Conclusions and perspective
INH‐induced liver injury remains a significant clinical problem. Previous studies suggested that bioactivation of AcHz was involved in the injury, but more recent studies point to direct oxidation of INH as the pathway leading to liver injury. Previous studies had also suggested that the injury, especially mild injury, was not immune mediated. However, recent evidence suggests that INH‐induced liver injury is indeed immune mediated, but most cases are mild and resolve with immune tolerance. Severe injury may include an autoimmune component, which makes it difficult for patients to recover even if the drug is stopped, often resulting in liver transplantation or death. Understanding the mechanism of INH‐induced liver injury may make it possible to prevent progression of the injury after the drug has been stopped.
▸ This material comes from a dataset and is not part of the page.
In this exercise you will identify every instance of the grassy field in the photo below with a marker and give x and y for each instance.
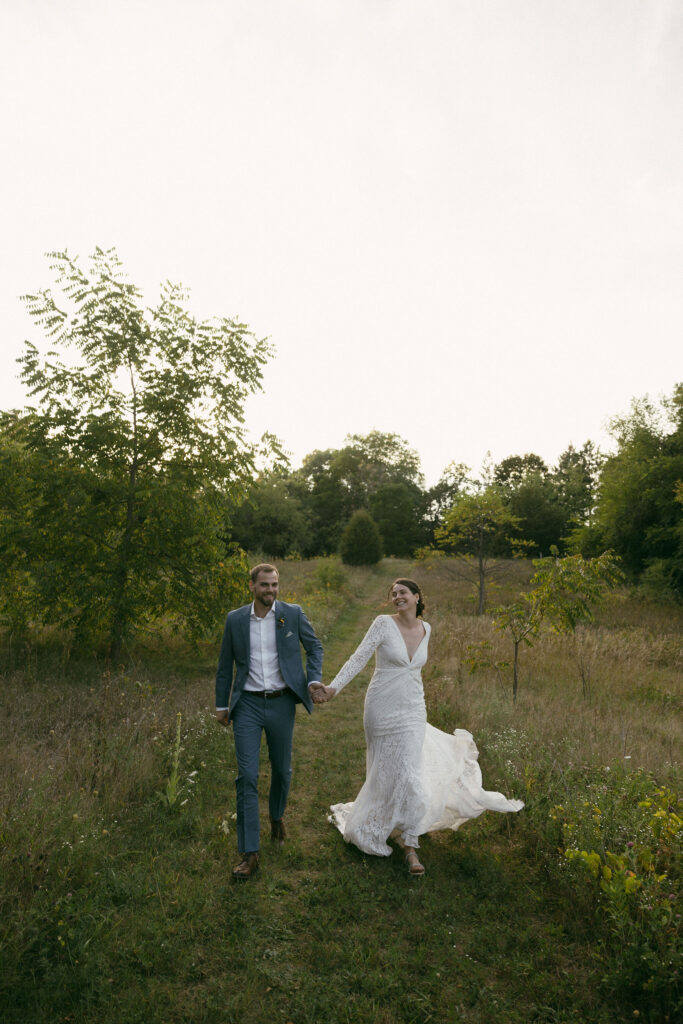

If the injury is immune mediated, in particular mediated by lymphocytes as the histology suggests, treatment with agents such as anti‐thymocyte globulin may be effective.
Competing Interests
All authors have completed the Unified Competing Interest form at www.icmje.org/coi_disclosure.pdf (available on request from the corresponding author) and declare no support from any organization for the submitted work, no financial relationships with any organizations that might have an interest in the submitted work in the previous 3 years and no other relationships or activities that could appear to have influenced the submitted work.
Acknowledgements
We would like to thank Dr Robert Fitzgerald at the University of California San Diego for editing the manuscript. Imir G. Metushi's fellowship in clinical chemistry is supported by Roche diagnostics. J. Uetrecht holds the Canada Research Chair in Adverse Drug Reactions.
Metushi, I. , Uetrecht, J. , and Phillips, E. (2016) Mechanism of isoniazid‐induced hepatotoxicity: then and now. Br J Clin Pharmacol, 81: 1030–1036. doi: 10.1111/bcp.12885.